Des changements génétiques chez les personnes ayant un cancer de la thyroïde
Après la catastrophe de Tchernobyl, il y a eu une augmentation du nombre de cancers de la thyroïde chez les personnes ayant été au contact des rayonnements ionisants. Ce phénomène a été l'un des effets sanitaires les plus importants observés après l'accident nucléaire. La deuxième étude visait donc à identifier les changements génétiques opérés chez les personnes ayant développé ce type de cancer après avoir été exposées aux radiations, dans leur enfance ou in utero. Ainsi, les chercheurs ont analysé les échantillons biologiques de 359 de ces individus afin de les comparer à ceux de 81 personnes non exposées car nées plus de neuf mois après l'accident. Selon les auteurs, les rayonnements ionisants auraient endommagé l'ADN de personnes exposées durant leur enfance, notamment par des ruptures des deux brins d'ADN. Et plus les enfants avaient été exposés jeunes, plus ce phénomène était important. De plus, les individus qui avaient été exposés à des doses de rayonnement plus élevées avaient proportionnellement plus de fusions de gènes, ce qui signifie que leur deux brins d'ADN cassés se sont finalement réunis mais avec les mauvais morceaux.

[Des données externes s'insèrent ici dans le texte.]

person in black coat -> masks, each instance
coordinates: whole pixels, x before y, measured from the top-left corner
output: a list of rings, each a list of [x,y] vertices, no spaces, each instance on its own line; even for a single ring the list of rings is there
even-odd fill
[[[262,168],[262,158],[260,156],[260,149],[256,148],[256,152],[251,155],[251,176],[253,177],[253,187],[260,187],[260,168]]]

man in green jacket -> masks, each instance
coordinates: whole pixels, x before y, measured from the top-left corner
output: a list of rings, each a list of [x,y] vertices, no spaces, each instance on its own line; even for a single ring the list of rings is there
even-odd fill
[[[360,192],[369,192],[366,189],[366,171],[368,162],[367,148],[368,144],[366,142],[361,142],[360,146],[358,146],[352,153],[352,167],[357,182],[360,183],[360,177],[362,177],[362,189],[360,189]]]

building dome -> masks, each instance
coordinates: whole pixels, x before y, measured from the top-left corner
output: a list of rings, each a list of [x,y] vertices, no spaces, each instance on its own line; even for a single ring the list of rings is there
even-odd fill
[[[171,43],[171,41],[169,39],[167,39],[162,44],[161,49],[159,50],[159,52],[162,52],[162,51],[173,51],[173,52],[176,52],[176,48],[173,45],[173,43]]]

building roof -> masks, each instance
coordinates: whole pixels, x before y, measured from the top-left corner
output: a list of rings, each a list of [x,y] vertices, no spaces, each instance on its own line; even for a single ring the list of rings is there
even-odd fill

Une étude pour mieux connaître les caractéristiques de la tumeur thyroïdienne
En revanche, les personnes non exposées ou celles exposées à de faibles niveaux de rayonnement n’avaient que des mutations ponctuelles, sur une seule paire d’ADN, ce qui est moins grave. D’après leurs résultats, le risque de développer un cancer de la thyroïde serait donc plus élevé si deux brins d’ADN sont cassés, ce qui signifie que cette pathologie serait liée à ce changement génétique. Enfin, grâce à leurs travaux, les scientifiques ont aussi identifié les gènes touchés et responsables du développement futur du cancer de la thyroïde. "Un aspect passionnant de cette recherche a été l'opportunité de lier les caractéristiques génomiques de la tumeur avec des informations sur la dose de rayonnement, le facteur de risque qui a potentiellement causé le cancer", souligne Lindsay M. Morton, chercheuse qui a dirigé l’étude. Ainsi, les scientifiques ont établi les causes génétiques de ce cancer en fonction de la dose et de l’âge d’exposition aux rayonnements ionisants, ce qui permet de mieux connaître les caractéristiques de la tumeur.